Pediatric considerations
Children are particularly vulnerable to vitamin A deficiency due to higher nutritional requirements.
Bitot’s spots in children may be accompanied by night blindness or growth retardation.
Early detection and supplementation can prevent irreversible blindness.
Geriatric considerations
Older adults may develop Bitot’s spots due to malnutrition, chronic illness, or fat malabsorption.
Consider multivitamin supplementation and dietary counseling in at-risk populations.
Limitations
Bitot’s spots indicate chronic vitamin A deficiency; early deficiency may not produce visible lesions.
Other ocular surface disorders can mimic the appearance; clinical correlation and dietary history are essential.
Patient counseling
Educate the patient about the importance of vitamin A-rich foods.
Emphasize adherence to supplementation schedules.
Advise regular eye examinations to monitor for progression or complications.
Conclusion
Bitot’s spots are a classic ocular sign of vitamin A deficiency and serve as an important marker for nutritional assessment and early intervention. Timely recognition and management can prevent progression to xerophthalmia and blindness, making this sign critical in both pediatric and adult populations.
References
Sommer A. Vitamin A deficiency and clinical disease: An historical overview.
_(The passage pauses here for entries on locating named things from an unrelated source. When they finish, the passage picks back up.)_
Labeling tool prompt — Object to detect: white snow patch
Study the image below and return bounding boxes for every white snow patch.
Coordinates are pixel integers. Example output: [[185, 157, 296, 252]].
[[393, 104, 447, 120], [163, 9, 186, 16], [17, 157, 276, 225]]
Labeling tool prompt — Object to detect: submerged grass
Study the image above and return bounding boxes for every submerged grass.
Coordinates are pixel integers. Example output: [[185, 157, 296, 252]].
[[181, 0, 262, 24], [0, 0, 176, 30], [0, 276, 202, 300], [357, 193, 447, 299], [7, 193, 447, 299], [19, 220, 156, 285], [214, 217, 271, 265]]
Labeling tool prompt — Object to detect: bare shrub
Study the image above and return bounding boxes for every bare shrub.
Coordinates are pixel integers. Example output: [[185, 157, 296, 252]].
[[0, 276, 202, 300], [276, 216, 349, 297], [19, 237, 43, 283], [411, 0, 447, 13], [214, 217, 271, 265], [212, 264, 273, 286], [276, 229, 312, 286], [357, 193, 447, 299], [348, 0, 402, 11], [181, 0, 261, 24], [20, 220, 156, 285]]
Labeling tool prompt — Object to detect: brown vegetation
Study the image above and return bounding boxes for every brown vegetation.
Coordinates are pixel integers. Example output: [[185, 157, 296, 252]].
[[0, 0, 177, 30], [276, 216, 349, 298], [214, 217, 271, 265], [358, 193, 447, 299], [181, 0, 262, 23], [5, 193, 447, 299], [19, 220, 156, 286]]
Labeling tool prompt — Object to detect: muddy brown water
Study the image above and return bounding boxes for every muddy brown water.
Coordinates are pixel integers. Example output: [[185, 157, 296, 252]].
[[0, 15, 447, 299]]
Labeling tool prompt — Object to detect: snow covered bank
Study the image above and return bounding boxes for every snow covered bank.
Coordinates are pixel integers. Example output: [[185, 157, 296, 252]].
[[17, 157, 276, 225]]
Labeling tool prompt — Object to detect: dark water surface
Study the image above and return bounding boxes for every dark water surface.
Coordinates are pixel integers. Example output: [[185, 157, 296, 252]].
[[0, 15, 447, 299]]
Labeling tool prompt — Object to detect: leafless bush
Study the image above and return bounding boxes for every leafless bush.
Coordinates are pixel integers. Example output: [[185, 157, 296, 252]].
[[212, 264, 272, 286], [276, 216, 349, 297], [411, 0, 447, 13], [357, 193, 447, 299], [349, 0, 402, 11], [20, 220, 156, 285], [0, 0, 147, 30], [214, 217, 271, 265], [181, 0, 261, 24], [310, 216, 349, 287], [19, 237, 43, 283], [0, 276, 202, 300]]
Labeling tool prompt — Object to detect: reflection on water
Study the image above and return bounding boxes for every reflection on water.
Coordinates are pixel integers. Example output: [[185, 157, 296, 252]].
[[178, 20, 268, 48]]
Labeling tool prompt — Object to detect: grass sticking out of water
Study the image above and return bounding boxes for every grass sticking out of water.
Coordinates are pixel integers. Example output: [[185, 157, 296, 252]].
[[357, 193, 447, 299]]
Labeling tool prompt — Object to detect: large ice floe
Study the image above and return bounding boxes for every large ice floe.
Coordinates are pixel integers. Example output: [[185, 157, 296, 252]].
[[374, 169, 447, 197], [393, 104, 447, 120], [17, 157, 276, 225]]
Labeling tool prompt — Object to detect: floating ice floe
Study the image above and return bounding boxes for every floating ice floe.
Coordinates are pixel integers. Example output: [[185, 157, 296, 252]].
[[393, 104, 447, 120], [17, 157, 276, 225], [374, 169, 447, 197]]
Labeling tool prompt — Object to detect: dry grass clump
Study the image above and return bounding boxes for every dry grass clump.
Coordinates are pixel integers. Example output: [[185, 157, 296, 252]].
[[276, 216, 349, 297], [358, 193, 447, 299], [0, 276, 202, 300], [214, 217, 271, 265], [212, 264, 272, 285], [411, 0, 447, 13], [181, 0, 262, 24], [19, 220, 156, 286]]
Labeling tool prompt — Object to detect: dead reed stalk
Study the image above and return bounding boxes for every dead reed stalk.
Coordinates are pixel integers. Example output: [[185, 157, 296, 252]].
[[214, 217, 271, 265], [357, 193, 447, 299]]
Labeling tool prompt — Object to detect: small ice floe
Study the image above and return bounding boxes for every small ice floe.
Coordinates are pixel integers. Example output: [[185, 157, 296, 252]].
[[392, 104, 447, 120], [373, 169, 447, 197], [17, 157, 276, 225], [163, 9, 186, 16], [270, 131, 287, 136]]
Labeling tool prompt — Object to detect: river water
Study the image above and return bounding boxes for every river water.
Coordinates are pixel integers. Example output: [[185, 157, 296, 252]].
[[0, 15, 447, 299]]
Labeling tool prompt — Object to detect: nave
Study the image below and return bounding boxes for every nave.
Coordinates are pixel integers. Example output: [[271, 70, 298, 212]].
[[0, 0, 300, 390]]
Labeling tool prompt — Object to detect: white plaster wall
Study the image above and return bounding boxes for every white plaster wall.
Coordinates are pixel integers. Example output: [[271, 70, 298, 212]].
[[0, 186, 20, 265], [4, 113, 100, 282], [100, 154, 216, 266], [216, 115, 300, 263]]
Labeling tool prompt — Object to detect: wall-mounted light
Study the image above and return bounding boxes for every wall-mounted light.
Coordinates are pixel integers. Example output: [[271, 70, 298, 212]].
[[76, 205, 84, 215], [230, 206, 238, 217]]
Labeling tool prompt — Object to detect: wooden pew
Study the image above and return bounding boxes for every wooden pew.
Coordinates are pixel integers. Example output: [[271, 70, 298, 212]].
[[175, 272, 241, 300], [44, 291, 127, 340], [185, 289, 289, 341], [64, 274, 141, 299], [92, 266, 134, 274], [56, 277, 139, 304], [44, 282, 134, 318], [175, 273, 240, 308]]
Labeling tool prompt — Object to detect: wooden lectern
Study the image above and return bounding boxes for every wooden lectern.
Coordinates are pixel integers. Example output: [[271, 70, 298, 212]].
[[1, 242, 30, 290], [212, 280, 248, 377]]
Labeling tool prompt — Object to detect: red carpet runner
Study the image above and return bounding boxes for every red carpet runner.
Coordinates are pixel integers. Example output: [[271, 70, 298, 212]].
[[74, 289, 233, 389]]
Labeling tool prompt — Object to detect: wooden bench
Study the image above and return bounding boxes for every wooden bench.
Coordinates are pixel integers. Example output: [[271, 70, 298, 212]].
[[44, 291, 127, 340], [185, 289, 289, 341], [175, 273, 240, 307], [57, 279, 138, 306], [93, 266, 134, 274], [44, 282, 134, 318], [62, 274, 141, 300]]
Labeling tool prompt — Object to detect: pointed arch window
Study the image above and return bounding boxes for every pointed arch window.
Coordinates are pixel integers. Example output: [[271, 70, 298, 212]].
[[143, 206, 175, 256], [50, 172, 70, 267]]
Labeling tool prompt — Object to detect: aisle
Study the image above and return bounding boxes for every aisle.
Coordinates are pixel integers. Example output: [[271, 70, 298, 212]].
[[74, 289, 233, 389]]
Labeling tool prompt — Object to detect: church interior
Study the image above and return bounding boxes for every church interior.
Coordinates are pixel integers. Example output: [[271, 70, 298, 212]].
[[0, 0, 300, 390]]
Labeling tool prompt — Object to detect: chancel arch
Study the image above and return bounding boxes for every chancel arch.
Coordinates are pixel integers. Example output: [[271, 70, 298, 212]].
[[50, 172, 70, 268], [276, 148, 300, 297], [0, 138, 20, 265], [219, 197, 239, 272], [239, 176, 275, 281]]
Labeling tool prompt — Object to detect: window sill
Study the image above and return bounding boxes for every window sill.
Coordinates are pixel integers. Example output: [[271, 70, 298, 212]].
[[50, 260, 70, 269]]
J Nutr. 2008;138(10):1835–1839.
West KP Jr, Darnton-Hill I. Vitamin A Deficiency. 2nd ed. Geneva: WHO; 2008.
Buttaro TM, Tybulski J, Bailey PP, Sandberg-Cook J. Primary Care: A Collaborative Practice. St. Louis, MO: Mosby Elsevier; 2008. p. 444–447.
Sommer A, Davidson FR. Assessment and control of vitamin A deficiency: The Annecy Accords. Food Nutr Bull. 2002;23(3 Suppl):S1–S3.
Furr HC, Clark RM. Nutritional deficiencies and their ocular manifestations. Optometry & Vision Science. 2011;88(10):E1220–E1230.